Yeah because Linux's memory management is quite poor and running out of RAM without swap will often mean a hard reboot. Swap definitely helps a lot, even if it doesn't fully solve the problem.
To be honest I don't know why it's such an issue on Linux. Mac and Windows don't have this issue at all. Windows presumably because it doesn't over-commit memory. I'm not sure why Mac is so much better than Linux at memory management.
My eventual solution was to just buy a PC with a ton of RAM (128 GB). Haven't had any hard reboots due to OOM since then!
> To be honest I don't know why it's such an issue on Linux. Mac and Windows don't have this issue at all. Windows presumably because it doesn't over-commit memory
To be fair, my Windows system grinds to a halt (not really, but it becomes very noticably less responsive in basically anything) when JetBrains is installing an update (mind you I only have SSDs with all JetBrains stuff being on an NVMe). I don't know what JetBrains is doing, but it consistently makes itself noticable when it is updating.
I have had this happen in the past (not very often though), and another saving grave of Windows is you can press ctrl-alt-del, which somehow seems to pause the rest of the system activity, and then see a process list and choose which one to kill.
Linux doesn't have anything like that. KDE seems to have a somewhat functional Ctrl-alt-del menu - I have been able to access it when the rest of the shell gets screwed up (not due to OOM). But inexplicably the only options it has are Sleep, Restart, Shutdown or Log out!! Where is the "emergency shell", or "process manager" or even "run a program"? Ridiculous.
I think Linux GUIs often have this weird fetish with designing as if nothing will ever go wrong, which is clearly not how the real world works. Especially on Linux. I've genuinely heard people claim that most Linux users will never need to use a terminal for example.
> To be honest I don't know why it's such an issue on Linux.
edit: I wrote all this before realizing I overlooked that you answered it yourself, so below is my very elaborate explanation of what you said:
> Windows presumably because it doesn't over-commit memory.
I'm no expert but from what I've gathered this ultimately boils down to how Linux went with fork for multiprocessing, vs Windows focused on threads.
With fork, you clone the process. Since it's a clone it gets a copy of all the memory of the parent process. To make fork faster and consume less physical memory, Linux went with copy-on-write for the process' memory. This avoids an expensive copy, and also avoids duplicating memory which will only be read.
The downside is that Linux has no idea how much of the memory shared with the clone that the clone or the parent will modify after the fork call. If the clone just does a small job and exits quickly, neither it or the parent will modify a lot of pages, thus most of them are never actually copied. The fastest work is the work you never perform, so this is indeed fast.
However, in some cases the clone is long-lived and thus a lot of memory might eventually end up getting copied. Well, Linux needs to back those copies with physical memory, and so if there's not enough physical memory around it has to evict something. While Linux scrambles to perform the copy, the process which triggers it has to wait.
AFAIK one can configure Linux to reserve physical memory for a worst-case scenario where it has to copy all the cloned memory. However in almost all normal cases, this grossly overestimates the required memory and thus leads to swapping when technically it is not needed.
On Windows this is very different. Instead of spawning a cloned process to do extra work, you spawn a thread. And all threads belonging to a process shares the same memory. Thus there is no need to clone memory, no need for the copy-on-write optimization, and thus Windows has much better knowledge about how much free physical memory it actually has to work with.
Of course a thread on Windows can still allocate a huge amount of memory and trigger swapping that way, but Windows will never suddenly be in a situation where it then also needs to scramble to copy some shared pages.
Yeah that wasn't correct. It will however cause the kernel to refuse memory allocations[1] which could have been allowed, and a lot of programs don't handle that gracefully.

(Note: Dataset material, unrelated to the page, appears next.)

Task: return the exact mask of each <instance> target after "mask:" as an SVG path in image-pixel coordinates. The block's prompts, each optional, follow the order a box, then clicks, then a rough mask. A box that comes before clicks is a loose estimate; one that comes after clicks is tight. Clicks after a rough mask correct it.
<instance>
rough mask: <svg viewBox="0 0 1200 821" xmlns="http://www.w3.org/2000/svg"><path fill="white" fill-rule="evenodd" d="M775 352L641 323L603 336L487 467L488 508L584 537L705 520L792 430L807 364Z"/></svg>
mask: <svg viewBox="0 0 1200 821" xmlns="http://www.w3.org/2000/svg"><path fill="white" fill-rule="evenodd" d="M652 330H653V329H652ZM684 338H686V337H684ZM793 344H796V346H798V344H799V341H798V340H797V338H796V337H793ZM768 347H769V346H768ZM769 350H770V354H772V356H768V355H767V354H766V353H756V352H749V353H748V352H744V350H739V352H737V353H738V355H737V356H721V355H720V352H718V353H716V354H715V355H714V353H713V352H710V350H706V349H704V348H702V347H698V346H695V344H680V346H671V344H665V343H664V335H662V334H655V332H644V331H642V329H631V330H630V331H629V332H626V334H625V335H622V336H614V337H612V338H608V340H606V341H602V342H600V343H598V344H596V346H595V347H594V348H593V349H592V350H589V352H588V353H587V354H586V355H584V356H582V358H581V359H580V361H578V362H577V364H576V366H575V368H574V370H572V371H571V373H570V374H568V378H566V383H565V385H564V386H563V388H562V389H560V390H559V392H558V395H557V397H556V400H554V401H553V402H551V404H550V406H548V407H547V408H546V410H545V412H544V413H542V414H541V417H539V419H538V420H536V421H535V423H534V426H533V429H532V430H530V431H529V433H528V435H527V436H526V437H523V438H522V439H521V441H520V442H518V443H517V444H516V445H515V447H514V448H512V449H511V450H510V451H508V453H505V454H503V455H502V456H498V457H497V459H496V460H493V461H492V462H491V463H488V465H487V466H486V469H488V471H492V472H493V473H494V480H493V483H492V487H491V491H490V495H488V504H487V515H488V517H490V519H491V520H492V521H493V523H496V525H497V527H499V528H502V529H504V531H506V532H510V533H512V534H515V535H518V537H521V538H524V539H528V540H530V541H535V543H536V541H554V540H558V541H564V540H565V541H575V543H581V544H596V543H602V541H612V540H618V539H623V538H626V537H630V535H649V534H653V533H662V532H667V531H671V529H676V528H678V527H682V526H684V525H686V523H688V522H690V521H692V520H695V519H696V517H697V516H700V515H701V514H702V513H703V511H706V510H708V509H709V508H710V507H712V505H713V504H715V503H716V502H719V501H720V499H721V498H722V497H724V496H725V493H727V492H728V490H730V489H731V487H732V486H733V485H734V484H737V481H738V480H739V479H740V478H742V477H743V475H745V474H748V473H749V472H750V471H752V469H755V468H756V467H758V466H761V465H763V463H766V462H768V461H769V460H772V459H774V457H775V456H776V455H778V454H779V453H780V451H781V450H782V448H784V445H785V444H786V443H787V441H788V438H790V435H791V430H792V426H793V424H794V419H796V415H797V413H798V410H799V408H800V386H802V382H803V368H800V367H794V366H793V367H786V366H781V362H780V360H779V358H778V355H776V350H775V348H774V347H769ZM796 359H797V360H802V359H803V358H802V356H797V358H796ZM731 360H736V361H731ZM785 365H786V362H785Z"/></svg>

My experience is different. Running out of RAM without swap will cause the most memory–hungry process to die, whereupon systemd restarts it. Running out of RAM with swap causes thrashing and you can't serve any requests or ssh logins. Someone has to press the reset button then.
If I did something (like try and decompress an archive) and I run out of memory I want that process to be killed.
If my system/config is simply not up to scratch and the normal services are causing thrashing that needs to be addressed directly and OOM kill isn't intended to help I don't think.
To be honest I don't know why it's such an issue on Linux. Mac and Windows don't have this issue at all. Windows presumably because it doesn't over-commit memory. I'm not sure why Mac is so much better than Linux at memory management.
My eventual solution was to just buy a PC with a ton of RAM (128 GB). Haven't had any hard reboots due to OOM since then!